A proposta do governo Jair Bolsonaro de ampliar o escopo de escolas privadas sem fins lucrativos, como unidades religiosas; bem como aptas a receber dinheiro do Fundeb pode favorecer cidades mais ricas e drenar recursos de lugares mais pobres.
O efeito seria, portanto, o oposto do esperado com as novas regras do fundo, principal mecanismo de financiamento da educação básica pública, renovado neste ano.
O governo, com apoio de parlamentares da bancada religiosa, quer que escolas privadas sem fins lucrativos de toda educação básica (da creche ao ensino médio) possam receber verbas do Fundeb. Dessa forma, no momento é limitado a casos que não há vagas: educação infantil e especial e no campo.

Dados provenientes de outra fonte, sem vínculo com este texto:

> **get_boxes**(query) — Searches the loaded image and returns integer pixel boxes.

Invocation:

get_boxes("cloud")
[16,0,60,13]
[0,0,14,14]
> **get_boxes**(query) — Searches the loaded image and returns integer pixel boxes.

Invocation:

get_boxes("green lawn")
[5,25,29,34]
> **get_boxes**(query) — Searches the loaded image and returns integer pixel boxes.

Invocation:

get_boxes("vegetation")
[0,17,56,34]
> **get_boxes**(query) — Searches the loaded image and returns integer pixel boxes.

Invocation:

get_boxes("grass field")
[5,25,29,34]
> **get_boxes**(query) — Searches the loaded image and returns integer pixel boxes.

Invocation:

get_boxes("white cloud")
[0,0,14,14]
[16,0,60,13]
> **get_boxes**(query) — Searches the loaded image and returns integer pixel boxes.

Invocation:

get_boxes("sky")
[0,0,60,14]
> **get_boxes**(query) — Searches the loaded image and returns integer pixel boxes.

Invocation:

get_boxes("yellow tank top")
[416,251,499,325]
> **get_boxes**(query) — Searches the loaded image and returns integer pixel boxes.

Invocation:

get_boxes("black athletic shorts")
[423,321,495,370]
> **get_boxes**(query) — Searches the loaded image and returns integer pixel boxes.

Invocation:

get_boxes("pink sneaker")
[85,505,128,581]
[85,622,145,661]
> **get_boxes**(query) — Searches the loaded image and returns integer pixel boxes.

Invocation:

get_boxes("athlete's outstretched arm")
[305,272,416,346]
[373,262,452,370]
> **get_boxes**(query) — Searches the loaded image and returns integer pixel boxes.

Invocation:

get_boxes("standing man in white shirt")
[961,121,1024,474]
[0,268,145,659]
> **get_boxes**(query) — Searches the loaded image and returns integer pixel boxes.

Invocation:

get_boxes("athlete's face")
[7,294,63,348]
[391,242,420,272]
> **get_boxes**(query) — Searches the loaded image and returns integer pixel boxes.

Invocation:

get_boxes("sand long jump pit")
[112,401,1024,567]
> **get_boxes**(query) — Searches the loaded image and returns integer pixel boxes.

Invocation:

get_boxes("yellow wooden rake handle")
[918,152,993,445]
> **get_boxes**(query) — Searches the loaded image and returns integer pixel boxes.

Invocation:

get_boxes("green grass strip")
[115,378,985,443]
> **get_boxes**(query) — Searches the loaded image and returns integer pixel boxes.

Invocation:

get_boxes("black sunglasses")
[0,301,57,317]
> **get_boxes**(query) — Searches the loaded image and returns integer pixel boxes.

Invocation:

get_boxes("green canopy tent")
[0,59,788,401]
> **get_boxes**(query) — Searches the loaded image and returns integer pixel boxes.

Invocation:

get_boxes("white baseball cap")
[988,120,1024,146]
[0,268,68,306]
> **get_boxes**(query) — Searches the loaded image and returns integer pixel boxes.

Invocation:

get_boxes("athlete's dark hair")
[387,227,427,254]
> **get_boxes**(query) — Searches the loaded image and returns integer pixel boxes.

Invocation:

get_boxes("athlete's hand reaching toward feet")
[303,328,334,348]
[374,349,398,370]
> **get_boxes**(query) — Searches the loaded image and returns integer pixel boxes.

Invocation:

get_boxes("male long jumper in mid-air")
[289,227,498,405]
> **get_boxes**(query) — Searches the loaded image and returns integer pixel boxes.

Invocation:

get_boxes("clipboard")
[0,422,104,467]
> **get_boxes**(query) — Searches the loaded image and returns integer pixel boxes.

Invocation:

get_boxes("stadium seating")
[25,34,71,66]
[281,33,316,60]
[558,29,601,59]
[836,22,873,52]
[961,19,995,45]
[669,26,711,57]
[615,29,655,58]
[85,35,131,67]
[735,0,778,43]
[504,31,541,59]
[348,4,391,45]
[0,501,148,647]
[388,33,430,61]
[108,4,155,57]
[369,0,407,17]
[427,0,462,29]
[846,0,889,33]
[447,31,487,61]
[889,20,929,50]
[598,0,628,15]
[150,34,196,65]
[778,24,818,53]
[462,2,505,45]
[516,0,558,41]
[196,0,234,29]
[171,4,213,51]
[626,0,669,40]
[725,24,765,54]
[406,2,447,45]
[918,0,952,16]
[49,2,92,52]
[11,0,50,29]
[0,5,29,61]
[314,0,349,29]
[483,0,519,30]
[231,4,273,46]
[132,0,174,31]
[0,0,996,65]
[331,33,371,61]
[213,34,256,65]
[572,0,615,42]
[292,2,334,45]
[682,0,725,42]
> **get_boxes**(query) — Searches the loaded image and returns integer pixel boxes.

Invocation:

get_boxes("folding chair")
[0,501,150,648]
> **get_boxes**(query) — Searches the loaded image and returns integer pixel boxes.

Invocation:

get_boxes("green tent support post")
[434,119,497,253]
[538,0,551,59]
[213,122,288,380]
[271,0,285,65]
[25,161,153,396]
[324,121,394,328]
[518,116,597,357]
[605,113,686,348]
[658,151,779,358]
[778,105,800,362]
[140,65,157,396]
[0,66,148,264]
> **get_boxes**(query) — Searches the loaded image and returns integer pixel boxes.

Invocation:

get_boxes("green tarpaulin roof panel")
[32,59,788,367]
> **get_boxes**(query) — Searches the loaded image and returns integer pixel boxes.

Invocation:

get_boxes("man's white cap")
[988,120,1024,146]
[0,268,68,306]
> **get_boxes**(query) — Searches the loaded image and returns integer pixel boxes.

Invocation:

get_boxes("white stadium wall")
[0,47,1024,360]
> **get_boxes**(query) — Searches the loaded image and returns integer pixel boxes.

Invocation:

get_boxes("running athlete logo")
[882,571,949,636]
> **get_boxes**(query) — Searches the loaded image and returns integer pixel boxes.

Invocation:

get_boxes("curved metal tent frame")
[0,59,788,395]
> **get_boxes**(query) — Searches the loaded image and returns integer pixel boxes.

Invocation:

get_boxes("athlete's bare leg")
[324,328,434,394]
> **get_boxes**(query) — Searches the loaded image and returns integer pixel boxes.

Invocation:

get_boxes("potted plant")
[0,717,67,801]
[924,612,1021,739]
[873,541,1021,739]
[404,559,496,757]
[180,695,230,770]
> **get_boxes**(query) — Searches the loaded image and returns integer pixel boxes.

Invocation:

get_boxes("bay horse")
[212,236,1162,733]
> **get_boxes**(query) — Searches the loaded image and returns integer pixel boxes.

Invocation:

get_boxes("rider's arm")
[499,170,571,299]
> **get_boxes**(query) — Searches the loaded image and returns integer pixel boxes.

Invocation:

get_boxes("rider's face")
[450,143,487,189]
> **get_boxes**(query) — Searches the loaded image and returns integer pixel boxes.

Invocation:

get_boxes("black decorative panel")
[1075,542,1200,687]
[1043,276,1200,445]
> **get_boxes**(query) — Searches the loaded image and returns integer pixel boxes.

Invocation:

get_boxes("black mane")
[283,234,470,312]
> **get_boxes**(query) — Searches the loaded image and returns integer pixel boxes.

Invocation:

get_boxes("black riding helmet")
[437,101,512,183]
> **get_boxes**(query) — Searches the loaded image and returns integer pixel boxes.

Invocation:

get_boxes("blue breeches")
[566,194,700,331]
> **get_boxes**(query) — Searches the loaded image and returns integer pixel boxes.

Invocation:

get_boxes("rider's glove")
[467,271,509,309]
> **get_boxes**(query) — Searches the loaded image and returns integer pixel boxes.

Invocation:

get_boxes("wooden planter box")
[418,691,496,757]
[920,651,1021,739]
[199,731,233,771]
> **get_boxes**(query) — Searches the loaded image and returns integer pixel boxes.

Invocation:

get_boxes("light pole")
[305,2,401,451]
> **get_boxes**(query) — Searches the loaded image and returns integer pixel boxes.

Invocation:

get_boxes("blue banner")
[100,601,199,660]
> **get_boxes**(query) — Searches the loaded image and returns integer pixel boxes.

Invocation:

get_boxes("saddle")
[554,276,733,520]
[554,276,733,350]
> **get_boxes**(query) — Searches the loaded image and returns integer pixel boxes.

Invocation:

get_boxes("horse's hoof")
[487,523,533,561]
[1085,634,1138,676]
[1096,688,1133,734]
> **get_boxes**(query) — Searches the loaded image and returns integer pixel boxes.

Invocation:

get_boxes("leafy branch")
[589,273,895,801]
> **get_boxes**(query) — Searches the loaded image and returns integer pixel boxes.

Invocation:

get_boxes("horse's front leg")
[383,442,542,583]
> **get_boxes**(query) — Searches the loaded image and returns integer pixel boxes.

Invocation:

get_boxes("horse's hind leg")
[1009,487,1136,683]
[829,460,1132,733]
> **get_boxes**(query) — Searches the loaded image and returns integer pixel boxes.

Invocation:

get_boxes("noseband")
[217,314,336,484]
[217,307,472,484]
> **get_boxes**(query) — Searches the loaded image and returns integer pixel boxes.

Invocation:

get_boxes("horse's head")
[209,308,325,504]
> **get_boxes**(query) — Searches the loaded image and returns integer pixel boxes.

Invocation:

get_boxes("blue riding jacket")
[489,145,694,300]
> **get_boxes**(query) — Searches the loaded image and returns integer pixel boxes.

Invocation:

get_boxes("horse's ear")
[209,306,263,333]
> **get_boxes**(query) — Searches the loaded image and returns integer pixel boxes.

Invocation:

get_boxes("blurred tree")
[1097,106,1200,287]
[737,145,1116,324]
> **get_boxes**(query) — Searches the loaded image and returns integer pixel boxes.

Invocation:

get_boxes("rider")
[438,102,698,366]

Nesse modelo, escolas privadas sem fins lucrativos realizam convênios com as redes públicas; dessa forma, recebem recursos públicos, inclusive via Fundeb, com base nos alunos atendidos sem cobrar mensalidades. Atualmente, esses convênios no ensino fundamental estão concentrados em cidades mais ricas.
De acordo com o Censo Escolar do ano passado, 65% das matrículas da rede conveniada de fundamental; estão em cidades com os maiores IDHM (Índice de Desenvolvimento Humano Municipal). Por outro lado, apenas 2% das matrículas ficam nos municípios com os menores índices. Os dados foram tabulados pelo Movimento Todos Pela Educação.
Novo modelo
Dessa forma, ao levar em conta a presença de escolas filantrópicas não conveniadas; que potencialmente poderiam autobeneficiar. Com isso a concentração é ainda maior: 74% das matrículas estão em cidades com as maiores taxas do IDHM (entre 0,5 e 0,7).
O governo busca essa alteração na lei que vai regulamentar o novo Fundeb; cuja emenda constitucional, promulgada pelo Congresso neste ano, ampliou os recursos. O Fundeb direciona à educação básica recursos de uma cesta de impostos acrescidos de complementação da União.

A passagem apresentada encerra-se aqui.